Many words are used in medical text books and dictionaries which may sound frightening. It helps if patients understand what they mean. Below are some of the commonly used medical terms relevant to Raynaud's, Sjogrens and Scleroderma.

 

†Acid reflux, heartburn. Stomach acid which abnormally travels up into and irritates the oesophagus. (Acid production is a normal part of digestion in the stomach.) Heartburn refers to pain in the centre of the chest caused by acid reflux. (See Oesophagitis.) *The return of stomach acid and food to the mouth.

*Acute. Sudden, severe and of short duration

*Aetiology. dealing with the cause of the disease.

*Alveolitis. Inflammation of the lung. An important complication of scleroderma which can lead to lung scarring (fibrosis).

†Analgesic. A medication which reduces or eliminates pain. Example: paracetamol, and non-steroidal anti-inflammatory drugs.

*Angiography. A specialised x-ray technique showing blood vessel

†Antibiotic. Medication used to treat an infection. Each antibiotic kills or inhibits the growth of specific micro-organisms, so antibiotics are prescribed based on the type of infection present.

*Antibody.  A protein produced by the body's immune system in defence against

infection and other 'foreign' invasion  

†Arthralgia. Pain in a joint.

*Arthritis. Inflammation in a joint. 

*Atrophy. The wasting away of a body part or tissue.

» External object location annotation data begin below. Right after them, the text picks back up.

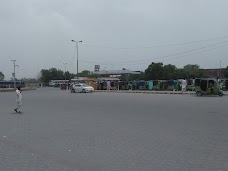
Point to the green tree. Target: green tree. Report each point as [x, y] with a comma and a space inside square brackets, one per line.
[2, 76]
[226, 72]
[154, 71]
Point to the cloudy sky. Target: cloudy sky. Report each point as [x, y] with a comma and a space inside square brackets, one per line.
[116, 34]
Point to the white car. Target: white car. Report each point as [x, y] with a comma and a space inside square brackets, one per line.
[82, 88]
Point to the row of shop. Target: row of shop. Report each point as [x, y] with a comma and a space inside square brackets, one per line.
[116, 84]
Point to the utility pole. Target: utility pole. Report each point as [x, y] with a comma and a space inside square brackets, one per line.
[14, 74]
[76, 45]
[220, 75]
[65, 69]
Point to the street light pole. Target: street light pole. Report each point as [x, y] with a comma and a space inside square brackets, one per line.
[65, 69]
[14, 74]
[76, 43]
[220, 70]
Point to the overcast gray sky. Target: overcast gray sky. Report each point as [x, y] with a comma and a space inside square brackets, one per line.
[116, 34]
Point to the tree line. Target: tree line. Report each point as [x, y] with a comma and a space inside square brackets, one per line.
[155, 71]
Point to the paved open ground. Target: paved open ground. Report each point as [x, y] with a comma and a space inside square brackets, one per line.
[60, 131]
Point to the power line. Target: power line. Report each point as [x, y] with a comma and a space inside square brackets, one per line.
[162, 57]
[156, 46]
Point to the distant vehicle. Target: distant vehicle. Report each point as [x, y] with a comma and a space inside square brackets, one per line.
[82, 88]
[10, 84]
[207, 86]
[57, 83]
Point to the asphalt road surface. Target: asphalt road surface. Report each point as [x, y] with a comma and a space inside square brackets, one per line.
[60, 131]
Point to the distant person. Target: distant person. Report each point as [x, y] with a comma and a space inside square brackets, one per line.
[18, 100]
[184, 85]
[108, 85]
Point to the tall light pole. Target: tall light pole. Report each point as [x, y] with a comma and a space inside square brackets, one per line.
[76, 43]
[64, 63]
[220, 75]
[14, 74]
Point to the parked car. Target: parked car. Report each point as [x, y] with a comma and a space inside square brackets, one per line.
[82, 88]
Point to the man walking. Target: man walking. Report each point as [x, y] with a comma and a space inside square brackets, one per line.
[18, 100]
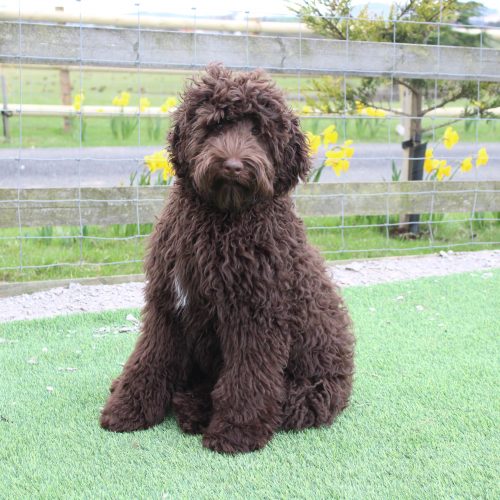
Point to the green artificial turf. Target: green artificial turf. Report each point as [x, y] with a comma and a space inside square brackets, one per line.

†Auto-immune. Disease or antibody which acts against the patient’s own tissues. (See Immune system.)

†Biofeedback. A technique used to regulate a body function usually involuntarily controlled, such as a finger temperature or pulse rate. By observing a machine monitoring the function, a person can practice relaxation techniques and learn to control the function. Later, the machine becomes unnecessary. (See Relaxation techniques.)

†Biopsy. The removal and examination of tissue, cells, or fluid from the body. * The removal of a small piece of tissue for examination under the microscope.

†Blanched. To become white or pale. In Raynaud’s phenomenon, the fingers and toes blanch due to insufficient circulation of blood.

*Bronchoscopy. An examination of the lining of the lungs using a small flexible telescope passed down the nose, usually performed under sedation. Sometimes fluid samples are taken to look for lung inflammation (lavage)

†Calcinosis. Abnormal accumulation of calcium in the skin

†Capillaries. The smallest blood vessels of the body, connecting arteries and veins.

*Capillaroscopy. Painless examination of the finger tips using a microscope to look for damage to the small blood vessels. 

*Chronic.  Persisting over a long period of time.  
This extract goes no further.